The agreement between President Obama and the Republicans would set an estate tax exemption of $5 million per person, and a maximum rate of 35 percent, for two years.

Now we learn in The New York Times that its chief advocate in the U.S. senate is working on behalf of the wealthiest of the wealthy in our nation and playing politics with nuclear disarmament.

The estate tax lapsed this year, but is scheduled to return on Jan. 1 with an effective exclusion of $1 million, and a maximum rate of 55 percent.

Here's what the Times writes today:

The provision included in the deal with Republicans mirrors language in an estate tax proposal previously championed by Senator Jon Kyl of Arizona, the No. 2 Republican, and Senator Blanche Lincoln, Democrat of Arkansas.
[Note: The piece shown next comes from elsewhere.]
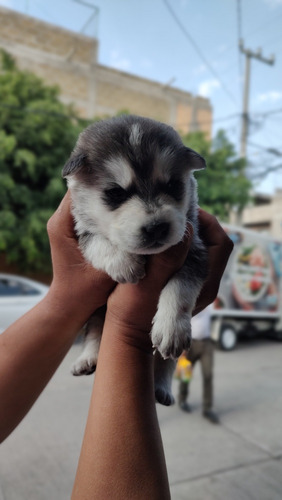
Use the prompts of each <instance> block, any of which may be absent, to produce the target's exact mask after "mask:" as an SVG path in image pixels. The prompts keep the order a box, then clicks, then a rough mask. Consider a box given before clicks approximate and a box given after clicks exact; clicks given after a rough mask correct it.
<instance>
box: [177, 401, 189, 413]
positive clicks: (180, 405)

Mr. Kyl was the lead negotiator for Senate Republicans in the formal tax cut negotiations. At the same time, he was also the lead Republican threatening to hold up the New Start arms control treaty with Russia, a top priority for the White House.

Many Democrats on Capitol Hill believe that Mr. Kyl was able to secure the agreement on the estate tax because of the leverage he held over the arms treaty. Republicans and the White House insist that the two issues were never connected. But Democrats said they did not believe that Vice President Joseph R. Biden Jr., who helped nail down the agreement with Republicans, made any effort to negotiate on the estate tax, suggesting the outcome was preordained.

Republicans who have long opposed the estate tax, deriding it as the “death tax” and complaining it amounted to double taxation, have said little publicly about it in recent days. Privately, however, many acknowledge that it is a far better deal than they ever expected.

The White House has made no effort to defend the estate tax provision or suggest that there is any economic merit to the proposal. Aides said that Mr. Obama had agreed to it only reluctantly to secure the overall deal.